Type checking for BPF tracing
BPF is heavily used in tracing applications to gain access to useful kernel information and to perform data aggregation in kernel space. There are two variants of these programs. If a tracepoint has been placed in a useful location in the kernel, a BPF program can be attached there; otherwise, a kprobe can be placed at (almost) any kernel location and used to trigger a BPF program. Either way, the BPF verifier currently has little visibility into the data that will be passed to those programs.
Consider, for example, the trace_kfree_skb tracepoint placed in net_tx_action(). When this tracepoint triggers, any handlers (including attached BPF programs) will be passed two pointers, one to the sk_buff structure representing the network packet of interest, and one to the function that is freeing that packet. The type information associated with those pointers is lost, however; the program itself just sees a pair of 64-bit unsigned integers. Accessing the kernel data of interest requires casting those integers into pointers of the correct type, then using helpers like bpf_probe_read() to read the data behind those pointers. A series of bpf_probe_read() calls may be needed to walk through a data structure and get to the data the tracing program is actually looking for.
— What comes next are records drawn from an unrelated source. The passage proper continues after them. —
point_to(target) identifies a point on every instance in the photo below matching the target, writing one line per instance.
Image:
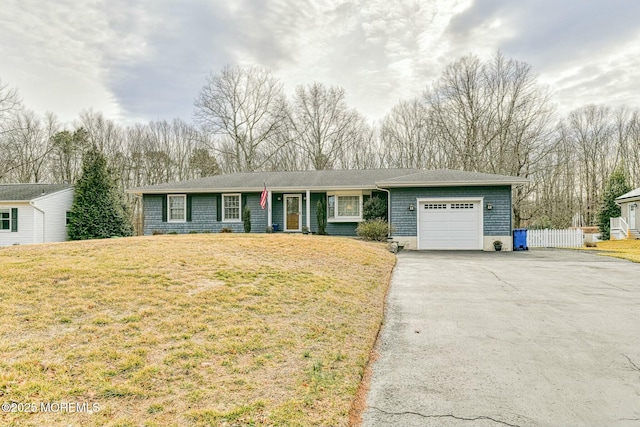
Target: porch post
(309, 209)
(269, 218)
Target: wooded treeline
(491, 117)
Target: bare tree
(589, 131)
(323, 126)
(407, 137)
(245, 108)
(68, 150)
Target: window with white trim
(344, 207)
(231, 211)
(177, 208)
(5, 219)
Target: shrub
(617, 185)
(374, 229)
(375, 207)
(321, 215)
(246, 219)
(99, 210)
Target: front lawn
(625, 249)
(189, 330)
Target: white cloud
(53, 54)
(147, 59)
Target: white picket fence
(569, 238)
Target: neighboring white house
(34, 213)
(628, 224)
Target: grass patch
(206, 329)
(625, 249)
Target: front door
(293, 213)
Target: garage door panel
(450, 225)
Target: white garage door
(450, 225)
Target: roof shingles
(26, 192)
(329, 180)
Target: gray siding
(497, 222)
(203, 215)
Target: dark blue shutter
(189, 203)
(14, 220)
(164, 208)
(219, 207)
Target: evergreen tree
(98, 210)
(617, 185)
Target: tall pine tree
(617, 185)
(98, 210)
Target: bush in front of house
(246, 219)
(617, 185)
(374, 207)
(321, 215)
(374, 229)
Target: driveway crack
(500, 279)
(482, 417)
(633, 365)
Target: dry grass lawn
(191, 330)
(626, 249)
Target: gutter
(388, 209)
(43, 219)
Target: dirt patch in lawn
(190, 330)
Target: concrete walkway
(538, 338)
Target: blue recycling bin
(520, 239)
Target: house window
(177, 208)
(231, 208)
(5, 219)
(344, 207)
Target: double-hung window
(344, 207)
(177, 208)
(231, 211)
(5, 219)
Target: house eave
(140, 191)
(452, 184)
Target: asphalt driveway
(538, 338)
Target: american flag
(263, 198)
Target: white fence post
(569, 238)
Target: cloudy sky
(141, 60)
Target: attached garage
(450, 224)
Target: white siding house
(34, 213)
(627, 226)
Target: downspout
(138, 218)
(43, 219)
(388, 209)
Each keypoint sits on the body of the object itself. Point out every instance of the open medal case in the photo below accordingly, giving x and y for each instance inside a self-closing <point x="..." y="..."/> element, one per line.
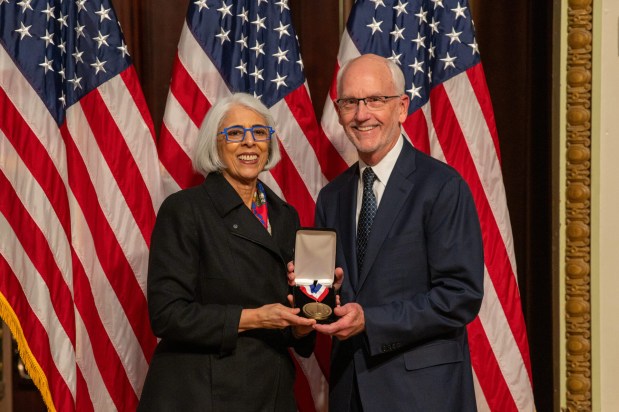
<point x="314" y="266"/>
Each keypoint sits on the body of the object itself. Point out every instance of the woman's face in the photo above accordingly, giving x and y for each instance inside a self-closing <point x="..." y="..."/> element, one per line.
<point x="244" y="160"/>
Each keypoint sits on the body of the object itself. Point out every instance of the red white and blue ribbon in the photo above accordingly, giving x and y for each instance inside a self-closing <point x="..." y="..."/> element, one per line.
<point x="315" y="291"/>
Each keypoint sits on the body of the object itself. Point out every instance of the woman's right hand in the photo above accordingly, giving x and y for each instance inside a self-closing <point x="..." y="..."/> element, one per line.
<point x="272" y="316"/>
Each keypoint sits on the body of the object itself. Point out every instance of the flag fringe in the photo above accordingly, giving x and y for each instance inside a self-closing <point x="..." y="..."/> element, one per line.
<point x="32" y="366"/>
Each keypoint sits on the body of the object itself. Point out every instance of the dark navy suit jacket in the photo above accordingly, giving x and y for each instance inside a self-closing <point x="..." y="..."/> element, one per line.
<point x="422" y="282"/>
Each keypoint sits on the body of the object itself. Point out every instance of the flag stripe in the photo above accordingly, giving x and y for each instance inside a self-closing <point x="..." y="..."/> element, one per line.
<point x="113" y="148"/>
<point x="117" y="268"/>
<point x="39" y="361"/>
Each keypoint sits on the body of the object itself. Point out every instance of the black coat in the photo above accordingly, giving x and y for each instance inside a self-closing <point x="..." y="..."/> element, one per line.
<point x="210" y="258"/>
The problem is that a BPF program can cast one of these values into any type it likes; the result need not correspond to the actual type of that data. A mistake could cause a BPF program to go off into the weeds; in one worst-case scenario, the program could wander into a memory-mapped I/O area and cause some real damage. This isn't generally a security issue, since tracing is a privileged operation to begin with, but it is a safety issue — exactly the sort of issue that the BPF verifier is meant to prevent.
This problem has existed since the kernel first gained the ability to attach BPF programs to tracepoints and kprobes. Meanwhile, BPF developers have been working on an entirely different problem: the lack of binary portability for BPF programs. These programs go digging around in kernel data structures, but the layout and content of those structures varies depending on the kernel configuration, the underlying architecture, and more. The data of interest to any given program may be located 12 bytes into a structure on one kernel, but only 8 bytes into that structure on a different kernel. Without the ability to "relocate" these references, BPF users must rebuild their programs on every target system.
The "compile once run everywhere" effort has, over the last couple of years or so, worked to address this problem through the creation of a compact, machine-readable description of the kernel's data structures. This "BPF type format" (BTF) data is provided by the kernel itself, but it can be used by user-space support libraries to adjust a binary BPF program for a local kernel before loading it, mostly solving the binary portability issue. But it turns out that BTF information has other uses as well.
In particular, it is possible to annotate tracepoints with information about the types of the data values passed to handler programs. That allows the verifier to ensure that those programs are working with the correct data types. It also makes it possible for the C handler programs to follow pointers directly; when those programs are compiled to BPF and loaded into the kernel, the verifier can implicitly substitute the bpf_probe_read() calls where they are needed — after performing the necessary type checking, of course.
The end result of all this will be BPF tracepoint handler programs that are safer and far less error-prone to write. Whether tracing is "revolutionized" remains to be seen, but it is clearly improved in a significant way.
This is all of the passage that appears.